Il legame profondo tra Reggio Calabria e il mare si rinnova attraverso la presenza delle istituzioni che ne presidiano e ne valorizzano le acque. In questi giorni il porto cittadino ospita una delle unità più iconiche della Marina militare, la nave scuola Palinuro, che rimarrà ormeggiata all’interno dello scalo reggino fino al 16 giugno. L’arrivo della storica imbarcazione rappresenta un momento di forte richiamo e testimonia la centralità dello Stretto nelle rotte della formazione marittima nazionale.

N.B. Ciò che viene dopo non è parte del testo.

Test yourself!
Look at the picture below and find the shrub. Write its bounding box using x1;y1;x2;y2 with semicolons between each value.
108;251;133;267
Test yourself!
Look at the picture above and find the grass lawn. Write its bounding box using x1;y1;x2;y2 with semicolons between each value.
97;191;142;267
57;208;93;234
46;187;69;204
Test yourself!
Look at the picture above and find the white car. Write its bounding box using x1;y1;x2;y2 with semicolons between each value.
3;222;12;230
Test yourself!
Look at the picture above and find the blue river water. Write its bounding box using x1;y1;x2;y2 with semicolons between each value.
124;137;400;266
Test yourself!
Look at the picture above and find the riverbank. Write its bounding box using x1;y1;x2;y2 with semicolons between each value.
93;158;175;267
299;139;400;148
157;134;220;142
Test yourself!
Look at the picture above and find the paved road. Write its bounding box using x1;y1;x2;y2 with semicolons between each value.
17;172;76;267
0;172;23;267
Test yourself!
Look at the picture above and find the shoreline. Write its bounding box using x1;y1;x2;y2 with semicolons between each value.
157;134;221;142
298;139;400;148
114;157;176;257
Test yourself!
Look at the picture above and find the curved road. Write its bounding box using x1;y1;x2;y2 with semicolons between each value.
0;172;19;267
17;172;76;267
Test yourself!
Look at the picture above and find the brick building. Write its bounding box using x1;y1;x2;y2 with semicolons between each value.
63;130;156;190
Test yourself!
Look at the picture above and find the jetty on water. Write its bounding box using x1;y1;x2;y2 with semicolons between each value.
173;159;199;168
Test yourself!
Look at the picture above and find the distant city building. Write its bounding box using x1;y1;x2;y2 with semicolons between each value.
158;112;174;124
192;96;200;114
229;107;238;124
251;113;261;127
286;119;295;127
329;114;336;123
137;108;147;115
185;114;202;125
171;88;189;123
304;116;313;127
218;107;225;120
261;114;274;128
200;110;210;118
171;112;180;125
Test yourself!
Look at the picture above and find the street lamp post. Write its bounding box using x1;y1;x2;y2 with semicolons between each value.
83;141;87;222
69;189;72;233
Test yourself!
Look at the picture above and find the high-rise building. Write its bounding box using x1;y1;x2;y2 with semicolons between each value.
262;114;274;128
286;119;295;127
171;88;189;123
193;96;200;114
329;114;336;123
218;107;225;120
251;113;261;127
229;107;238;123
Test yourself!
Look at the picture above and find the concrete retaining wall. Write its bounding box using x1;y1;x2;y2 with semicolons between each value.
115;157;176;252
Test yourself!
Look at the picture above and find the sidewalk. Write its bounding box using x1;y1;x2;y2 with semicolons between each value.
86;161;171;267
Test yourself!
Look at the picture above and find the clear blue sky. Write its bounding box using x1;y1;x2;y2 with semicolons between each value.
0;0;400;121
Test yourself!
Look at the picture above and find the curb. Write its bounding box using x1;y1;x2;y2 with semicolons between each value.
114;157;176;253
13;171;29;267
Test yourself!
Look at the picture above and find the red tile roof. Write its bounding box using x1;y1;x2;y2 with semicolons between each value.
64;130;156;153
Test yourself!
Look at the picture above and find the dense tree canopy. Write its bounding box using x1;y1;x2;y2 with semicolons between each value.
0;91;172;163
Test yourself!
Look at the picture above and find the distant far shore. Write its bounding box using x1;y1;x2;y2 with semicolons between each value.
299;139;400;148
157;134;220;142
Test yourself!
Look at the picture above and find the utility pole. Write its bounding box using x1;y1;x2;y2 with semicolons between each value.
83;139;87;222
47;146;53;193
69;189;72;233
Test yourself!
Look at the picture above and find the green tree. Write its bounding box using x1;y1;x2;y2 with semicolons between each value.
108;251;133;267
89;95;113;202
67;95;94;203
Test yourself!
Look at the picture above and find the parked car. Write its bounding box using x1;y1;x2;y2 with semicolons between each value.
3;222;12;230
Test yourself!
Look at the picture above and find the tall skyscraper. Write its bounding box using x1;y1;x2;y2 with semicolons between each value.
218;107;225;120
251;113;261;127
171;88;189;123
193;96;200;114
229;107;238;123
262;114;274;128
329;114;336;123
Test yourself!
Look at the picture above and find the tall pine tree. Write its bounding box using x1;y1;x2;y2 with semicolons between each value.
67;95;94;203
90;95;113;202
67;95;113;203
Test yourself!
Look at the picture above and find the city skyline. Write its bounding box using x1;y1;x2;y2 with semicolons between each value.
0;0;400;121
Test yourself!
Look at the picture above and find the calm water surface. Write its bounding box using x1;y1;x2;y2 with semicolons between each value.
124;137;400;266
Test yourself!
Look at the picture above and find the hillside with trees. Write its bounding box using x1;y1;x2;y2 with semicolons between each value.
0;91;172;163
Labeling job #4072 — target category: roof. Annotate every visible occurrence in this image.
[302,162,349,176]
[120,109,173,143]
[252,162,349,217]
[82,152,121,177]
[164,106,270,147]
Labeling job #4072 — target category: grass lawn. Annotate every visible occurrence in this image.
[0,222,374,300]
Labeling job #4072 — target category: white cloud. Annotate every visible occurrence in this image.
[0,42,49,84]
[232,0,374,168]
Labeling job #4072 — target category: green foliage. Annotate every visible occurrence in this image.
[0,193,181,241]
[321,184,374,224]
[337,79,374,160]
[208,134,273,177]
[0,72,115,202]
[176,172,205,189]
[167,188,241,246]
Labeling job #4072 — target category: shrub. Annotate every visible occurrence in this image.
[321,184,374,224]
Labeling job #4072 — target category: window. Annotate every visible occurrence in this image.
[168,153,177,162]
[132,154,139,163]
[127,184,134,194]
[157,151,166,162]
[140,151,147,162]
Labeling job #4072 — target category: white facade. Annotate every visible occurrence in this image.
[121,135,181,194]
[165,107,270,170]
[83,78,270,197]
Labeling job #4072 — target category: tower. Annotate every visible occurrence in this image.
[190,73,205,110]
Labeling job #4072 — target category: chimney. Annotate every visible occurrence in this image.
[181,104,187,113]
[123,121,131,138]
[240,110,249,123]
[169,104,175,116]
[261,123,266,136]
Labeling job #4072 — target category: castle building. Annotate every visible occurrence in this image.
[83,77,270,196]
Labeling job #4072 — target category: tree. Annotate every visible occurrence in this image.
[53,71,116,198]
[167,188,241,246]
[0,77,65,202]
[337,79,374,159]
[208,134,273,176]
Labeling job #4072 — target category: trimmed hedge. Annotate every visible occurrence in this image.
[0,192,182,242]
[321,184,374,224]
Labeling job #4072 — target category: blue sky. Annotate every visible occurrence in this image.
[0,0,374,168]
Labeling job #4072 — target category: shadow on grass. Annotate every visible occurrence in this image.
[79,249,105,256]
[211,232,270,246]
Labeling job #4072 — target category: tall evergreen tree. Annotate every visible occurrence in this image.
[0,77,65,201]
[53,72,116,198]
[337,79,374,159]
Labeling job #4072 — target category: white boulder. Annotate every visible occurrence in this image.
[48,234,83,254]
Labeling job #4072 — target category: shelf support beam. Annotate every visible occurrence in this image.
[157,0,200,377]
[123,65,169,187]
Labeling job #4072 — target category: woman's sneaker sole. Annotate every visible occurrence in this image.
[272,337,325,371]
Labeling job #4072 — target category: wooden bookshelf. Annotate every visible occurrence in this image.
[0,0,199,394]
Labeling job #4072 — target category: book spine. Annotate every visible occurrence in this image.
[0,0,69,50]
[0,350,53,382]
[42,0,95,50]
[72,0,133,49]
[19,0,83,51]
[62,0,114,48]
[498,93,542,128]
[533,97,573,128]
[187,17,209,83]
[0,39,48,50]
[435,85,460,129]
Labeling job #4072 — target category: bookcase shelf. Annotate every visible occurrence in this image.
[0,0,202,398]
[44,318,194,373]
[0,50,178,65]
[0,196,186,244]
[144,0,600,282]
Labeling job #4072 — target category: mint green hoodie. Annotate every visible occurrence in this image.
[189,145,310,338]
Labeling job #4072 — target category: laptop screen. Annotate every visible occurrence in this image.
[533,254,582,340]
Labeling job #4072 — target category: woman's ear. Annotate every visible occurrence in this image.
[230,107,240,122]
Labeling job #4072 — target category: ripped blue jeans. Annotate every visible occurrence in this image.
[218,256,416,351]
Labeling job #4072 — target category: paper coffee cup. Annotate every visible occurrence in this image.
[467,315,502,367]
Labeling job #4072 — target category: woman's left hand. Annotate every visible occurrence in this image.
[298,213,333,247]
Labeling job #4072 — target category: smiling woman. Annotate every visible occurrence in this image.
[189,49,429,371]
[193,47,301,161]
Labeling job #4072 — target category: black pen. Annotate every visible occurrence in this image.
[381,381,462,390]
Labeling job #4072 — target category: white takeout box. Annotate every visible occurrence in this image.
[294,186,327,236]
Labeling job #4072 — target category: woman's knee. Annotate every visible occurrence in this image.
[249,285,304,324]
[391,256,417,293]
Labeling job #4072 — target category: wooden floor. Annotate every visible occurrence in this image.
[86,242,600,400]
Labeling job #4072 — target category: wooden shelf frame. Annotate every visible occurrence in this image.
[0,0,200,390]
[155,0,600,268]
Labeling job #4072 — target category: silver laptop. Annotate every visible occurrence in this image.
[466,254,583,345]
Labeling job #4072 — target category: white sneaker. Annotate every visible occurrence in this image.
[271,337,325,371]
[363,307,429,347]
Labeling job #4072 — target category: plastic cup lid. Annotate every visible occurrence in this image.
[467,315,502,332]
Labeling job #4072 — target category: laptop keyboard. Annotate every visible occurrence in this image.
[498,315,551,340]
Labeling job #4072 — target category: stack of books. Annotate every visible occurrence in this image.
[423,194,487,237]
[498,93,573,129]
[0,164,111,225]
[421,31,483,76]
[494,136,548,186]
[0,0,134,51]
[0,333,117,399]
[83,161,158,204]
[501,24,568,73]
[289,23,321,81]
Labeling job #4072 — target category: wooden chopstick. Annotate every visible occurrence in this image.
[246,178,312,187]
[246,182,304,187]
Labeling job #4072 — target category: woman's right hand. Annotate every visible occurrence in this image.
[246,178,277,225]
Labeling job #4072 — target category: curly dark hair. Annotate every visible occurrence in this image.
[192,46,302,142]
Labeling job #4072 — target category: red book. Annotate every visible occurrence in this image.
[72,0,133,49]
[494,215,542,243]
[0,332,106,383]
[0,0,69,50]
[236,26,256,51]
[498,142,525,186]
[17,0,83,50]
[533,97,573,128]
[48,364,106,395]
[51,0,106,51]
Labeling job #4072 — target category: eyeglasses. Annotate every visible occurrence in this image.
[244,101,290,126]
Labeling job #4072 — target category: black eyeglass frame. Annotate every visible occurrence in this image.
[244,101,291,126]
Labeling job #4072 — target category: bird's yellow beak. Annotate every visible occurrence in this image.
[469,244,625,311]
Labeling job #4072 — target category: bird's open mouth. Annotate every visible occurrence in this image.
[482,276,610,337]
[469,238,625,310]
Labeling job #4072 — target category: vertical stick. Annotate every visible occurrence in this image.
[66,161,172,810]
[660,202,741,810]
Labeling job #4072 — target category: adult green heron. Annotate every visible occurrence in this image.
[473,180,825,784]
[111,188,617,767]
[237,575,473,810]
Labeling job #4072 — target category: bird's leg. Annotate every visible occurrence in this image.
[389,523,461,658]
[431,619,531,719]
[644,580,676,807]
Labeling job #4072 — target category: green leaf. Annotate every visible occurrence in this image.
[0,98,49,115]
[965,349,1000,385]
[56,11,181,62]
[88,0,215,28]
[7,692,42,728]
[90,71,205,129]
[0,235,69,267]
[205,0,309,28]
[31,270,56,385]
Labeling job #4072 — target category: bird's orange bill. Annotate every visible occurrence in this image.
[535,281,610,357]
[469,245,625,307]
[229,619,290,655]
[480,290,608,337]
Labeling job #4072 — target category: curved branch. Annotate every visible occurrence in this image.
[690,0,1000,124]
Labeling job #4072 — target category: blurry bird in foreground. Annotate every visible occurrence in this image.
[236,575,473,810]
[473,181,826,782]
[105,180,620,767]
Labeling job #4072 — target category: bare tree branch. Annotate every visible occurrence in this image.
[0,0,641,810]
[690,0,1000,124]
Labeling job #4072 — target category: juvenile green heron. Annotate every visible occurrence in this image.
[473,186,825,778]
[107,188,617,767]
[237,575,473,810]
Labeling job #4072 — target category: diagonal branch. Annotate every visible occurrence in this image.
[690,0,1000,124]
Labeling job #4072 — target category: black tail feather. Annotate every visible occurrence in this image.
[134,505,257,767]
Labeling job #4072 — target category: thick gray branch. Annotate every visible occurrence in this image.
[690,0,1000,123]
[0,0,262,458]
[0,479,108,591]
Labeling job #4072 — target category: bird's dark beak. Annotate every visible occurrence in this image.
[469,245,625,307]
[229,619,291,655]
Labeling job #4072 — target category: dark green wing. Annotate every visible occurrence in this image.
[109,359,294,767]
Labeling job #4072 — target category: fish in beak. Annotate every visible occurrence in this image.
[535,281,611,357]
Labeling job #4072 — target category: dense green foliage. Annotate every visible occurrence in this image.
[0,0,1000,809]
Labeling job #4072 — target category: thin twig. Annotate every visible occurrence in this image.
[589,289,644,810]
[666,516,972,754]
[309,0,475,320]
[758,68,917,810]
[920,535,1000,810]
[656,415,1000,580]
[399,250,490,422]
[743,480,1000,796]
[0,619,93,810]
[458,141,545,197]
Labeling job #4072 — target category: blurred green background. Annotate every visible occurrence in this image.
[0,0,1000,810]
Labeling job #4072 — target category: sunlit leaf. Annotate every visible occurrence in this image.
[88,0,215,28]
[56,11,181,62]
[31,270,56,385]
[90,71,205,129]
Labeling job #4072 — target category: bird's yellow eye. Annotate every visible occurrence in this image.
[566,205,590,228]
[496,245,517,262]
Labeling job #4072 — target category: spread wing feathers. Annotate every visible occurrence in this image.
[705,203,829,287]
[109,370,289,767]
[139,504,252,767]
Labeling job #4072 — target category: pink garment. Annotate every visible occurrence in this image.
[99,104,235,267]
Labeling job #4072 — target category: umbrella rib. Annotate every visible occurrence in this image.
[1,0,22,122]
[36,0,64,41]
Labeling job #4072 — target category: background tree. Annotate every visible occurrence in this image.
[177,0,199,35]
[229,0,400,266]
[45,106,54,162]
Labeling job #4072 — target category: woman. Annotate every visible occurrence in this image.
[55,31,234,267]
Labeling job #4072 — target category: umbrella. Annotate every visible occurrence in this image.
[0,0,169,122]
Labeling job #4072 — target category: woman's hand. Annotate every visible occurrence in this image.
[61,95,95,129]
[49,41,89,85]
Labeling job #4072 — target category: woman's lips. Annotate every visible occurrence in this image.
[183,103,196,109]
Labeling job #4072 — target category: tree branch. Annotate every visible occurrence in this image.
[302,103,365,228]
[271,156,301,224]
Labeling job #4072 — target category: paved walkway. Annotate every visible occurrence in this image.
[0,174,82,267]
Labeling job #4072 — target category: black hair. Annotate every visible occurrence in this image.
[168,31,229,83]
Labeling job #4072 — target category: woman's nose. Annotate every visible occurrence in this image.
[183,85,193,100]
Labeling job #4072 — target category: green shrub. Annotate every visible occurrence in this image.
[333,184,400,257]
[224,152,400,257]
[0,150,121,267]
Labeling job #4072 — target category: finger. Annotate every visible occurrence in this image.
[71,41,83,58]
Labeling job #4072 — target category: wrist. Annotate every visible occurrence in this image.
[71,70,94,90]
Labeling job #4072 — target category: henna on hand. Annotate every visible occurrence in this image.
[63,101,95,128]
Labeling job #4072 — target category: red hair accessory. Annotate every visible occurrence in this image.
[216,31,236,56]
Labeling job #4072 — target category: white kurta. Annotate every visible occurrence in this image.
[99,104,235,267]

La campagna d’istruzione e gli allievi del Morosini
L’unità navale è giunta a Reggio Calabria dopo aver lasciato il porto di Palermo, proseguendo il suo itinerario nell’ambito della tradizionale campagna d’istruzione estiva. A bordo della nave sono attualmente impegnati 61 allievi della Scuola navale militare Francesco Morosini di Venezia. Il gruppo di frequentatori, che comprende anche 27 donne, sta affrontando un periodo di addestramento in mare fondamentale per completare il percorso di studi e per acquisire le prime concrete competenze professionali nel settore marittimo.
Una sosta tra formazione e tradizione navale
La permanenza a Reggio Calabria offre alla cittadinanza l’opportunità di osservare da vicino un autentico velivolo della tradizione marinara italiana, da decenni impiegato per forgiare lo spirito di equipaggio e le abilità nautiche dei giovani studenti. Durante i giorni di sosta, le attività della Palinuro si dividono tra i necessari compiti didattici interni, volti a far assimilare agli allievi i valori di disciplina e dedizione tipici della Marina militare, e le consuete occasioni di rappresentanza che collegano l’equipaggio alla comunità locale.